There are nags. Should Harley have to define herself by her relationship with the clown prince of crime and their recent break-up? Obviously the title tells us it is about her emancipation, but why does she care so much? What did Joker give her that made her this heartbroken when it was taken away? Isn’t she more independent than that? Is she “pretending”, or is her behaviour part of the psychosis-in-extremis of the character? It starts to get interesting when Harley considers how much she cares for a young pickpocket she both rescues and hunts. I like the idea that it all might be an act and underneath she doesn’t care about any of it, not even the Joker.

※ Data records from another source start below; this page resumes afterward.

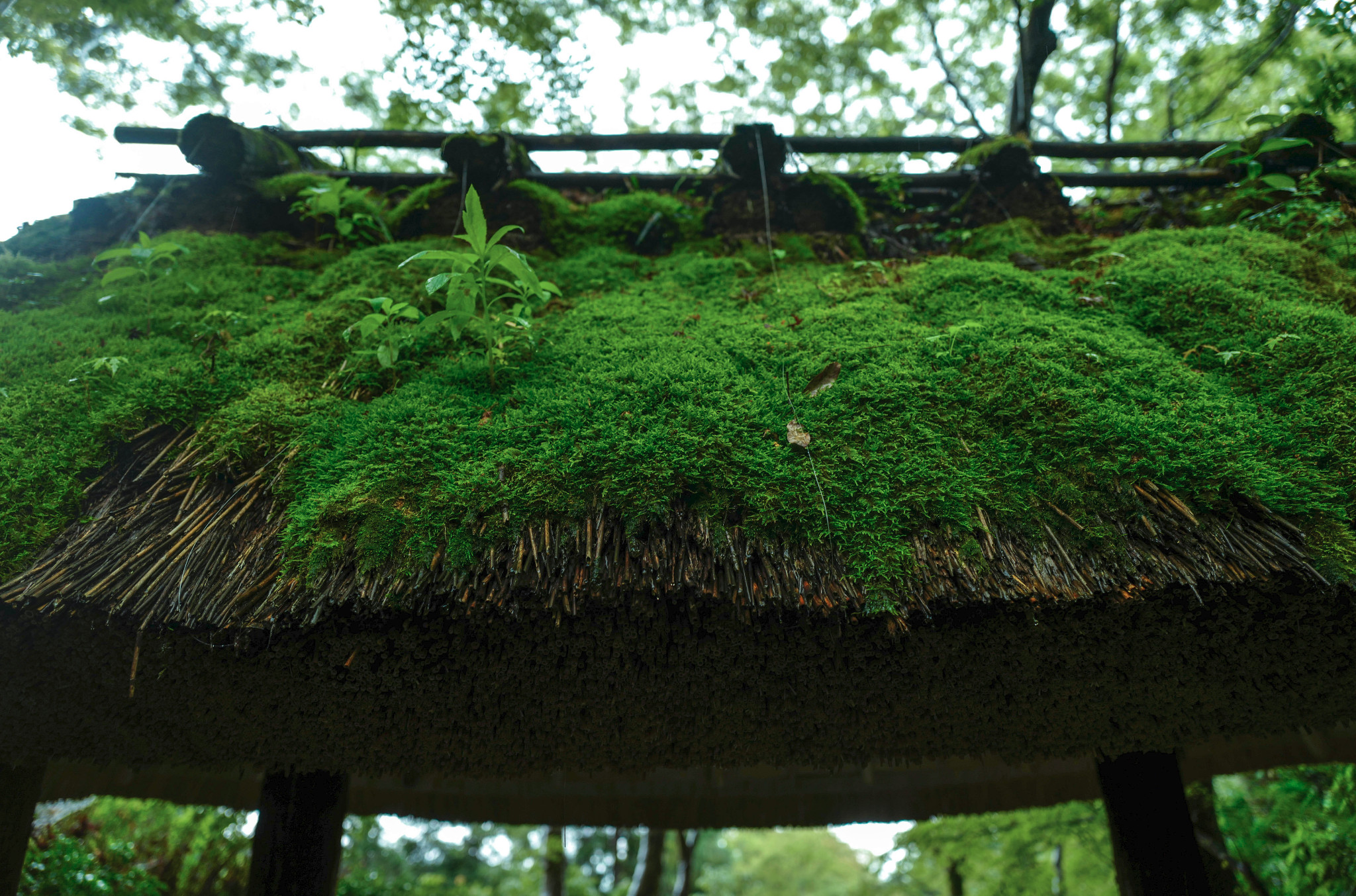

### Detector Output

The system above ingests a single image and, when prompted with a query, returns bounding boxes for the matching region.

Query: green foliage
[19,834,166,896]
[396,187,560,389]
[1200,137,1312,191]
[19,797,250,896]
[0,0,318,117]
[291,177,391,248]
[1215,764,1356,896]
[894,803,1118,896]
[508,180,701,255]
[697,829,880,896]
[93,230,187,286]
[343,298,423,367]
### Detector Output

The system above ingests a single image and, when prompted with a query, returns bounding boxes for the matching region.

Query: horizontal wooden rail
[113,124,1339,159]
[118,168,1234,193]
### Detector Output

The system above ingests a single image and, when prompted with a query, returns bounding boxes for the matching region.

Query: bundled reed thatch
[0,427,1326,627]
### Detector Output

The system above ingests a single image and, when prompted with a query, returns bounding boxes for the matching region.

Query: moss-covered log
[179,114,330,179]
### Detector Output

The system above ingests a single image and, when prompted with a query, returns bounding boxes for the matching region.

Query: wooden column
[248,772,348,896]
[0,763,46,896]
[1097,752,1211,896]
[626,829,669,896]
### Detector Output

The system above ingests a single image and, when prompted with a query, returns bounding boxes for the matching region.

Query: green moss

Maybe it’s a strength of the film that we don’t really know where she sits, but I’d rather see the character move away from this male-written Joker origin scenario; it undermines the vital spunk of Harley.

Margot Robbie’s Harley Quinn immediately became iconic in that earlier mess of a movie. No mean feat. In BIRDS OF PREY she looks fantastic, in a range of garbs. Huntress and Black Canary do not fare half as well.

Robbie captivates throughout. Self-aware of her own iconography, one of the film’s juicier moments is when Harley fantasises she is Marilyn Monroe singing DIAMONDS ARE A GIRL’S BEST FRIEND, wearing red silk trousers instead of the famous dress. It turns into a splatter-fest. It’s a brief moment in the centre of the movie, has nothing to do with the plot, and it is glorious.

The film is splitting people, it seems to be love or hate. It tracked really well with critics and at previews, but the opening weekend in the US is proving disappointing. Go figure. Go see. Take a big brightly coloured mallet. Enjoy.